Student journalism often works best when it focuses on issues at the heart of its readership and when the stories can’t be read elsewhere.
The most successful stories in the news section of a student publication are those which are original and have a clear focus on the institution at which they study or the location they are based in, or of the student community.
Less successful stories tend to focus on issues which have been reported elsewhere and fail to add anything new.
Here lies the problem for sections of student media that focus on international news: obviously it’s not possible for students to be on the ground in Afghanistan, or reporting from the White House.
It makes it very difficult for these sections to report on news they aren’t just re-writing from another news source.
However, that doesn’t mean these sections shouldn’t exist in student publications.
Most of our member publications are based at a specific university.
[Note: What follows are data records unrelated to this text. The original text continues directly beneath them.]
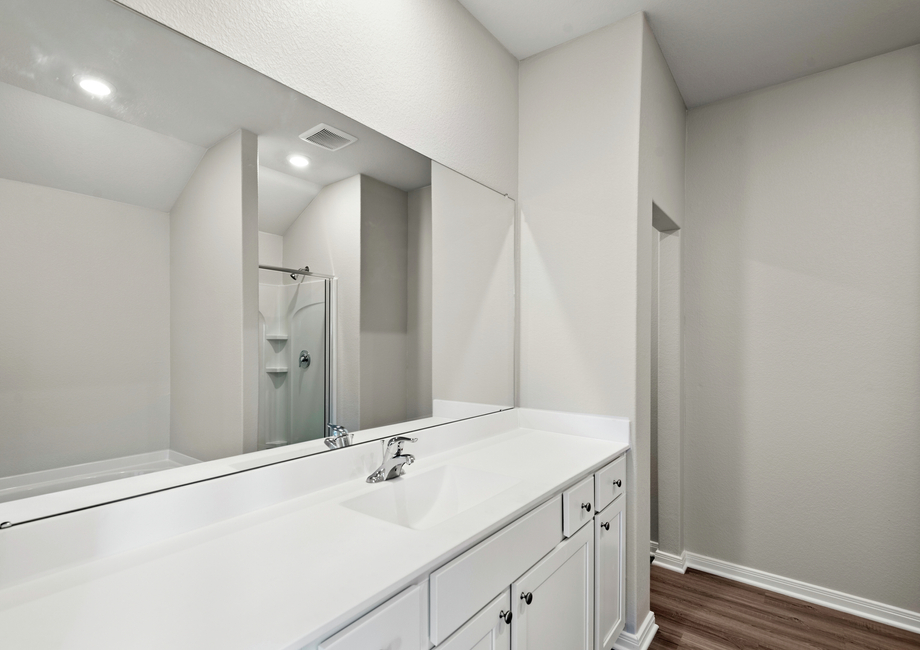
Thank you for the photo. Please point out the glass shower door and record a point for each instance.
(294, 390)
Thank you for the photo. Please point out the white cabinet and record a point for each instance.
(565, 594)
(490, 629)
(554, 601)
(609, 545)
(398, 624)
(577, 506)
(464, 585)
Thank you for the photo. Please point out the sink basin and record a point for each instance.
(424, 500)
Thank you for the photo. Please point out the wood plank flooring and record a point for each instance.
(699, 611)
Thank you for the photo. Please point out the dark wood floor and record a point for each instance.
(699, 611)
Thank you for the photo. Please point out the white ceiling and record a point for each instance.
(174, 98)
(719, 48)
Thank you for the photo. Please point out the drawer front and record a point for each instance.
(395, 625)
(465, 585)
(577, 506)
(609, 483)
(487, 630)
The beauty of this is they have departments where academics have spent years researching specific subject matters and have become experts in their fields of study.
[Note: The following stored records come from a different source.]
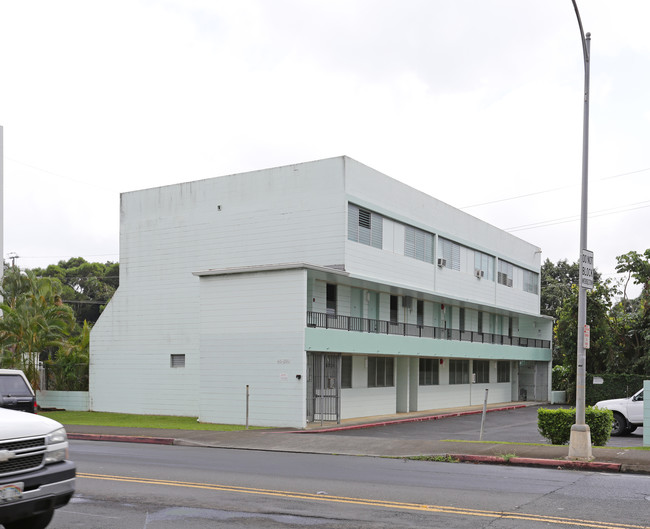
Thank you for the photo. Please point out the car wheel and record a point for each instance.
(38, 521)
(619, 426)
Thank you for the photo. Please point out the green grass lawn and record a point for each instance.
(93, 418)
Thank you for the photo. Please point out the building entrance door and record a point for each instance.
(323, 387)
Interviewing these people can provide a fantastic way of providing original insight on a topical subject.
Take for example the news about the US Government shutdown, where the failure of the Senate to agree a budget has led to federal services across the country being cut and staff being forced to take unpaid leave.
The issue has been reported by all the national news outlets and students interested in the issue are likely to have already read about it somewhere other than their student publication.
However, an interview with an academic expert from your university may give you a new angle to the story not reported elsewhere.
For example, you might ask an expert based at your university: “what was the worst US Government shutdown in history? What effect did it have? Could it happen again?”
These simple questions could give you an entire article looking at what could happen if the US Congress fails to agree a budget, and by using an academic from your university it remains relevant to the readership.
In fact, one good interview could give you enough content to make four our five stories spread out over a number of days (if a pressing subject), or a number of issues (if an ongoing conflict).
International affairs is an area of news many students love to report on. Finding a way to report original content on these areas is certainly a challenge. But, by making use of the academics at your university, there are certainly ways of writing stories that can rival the content produced by national media outlets.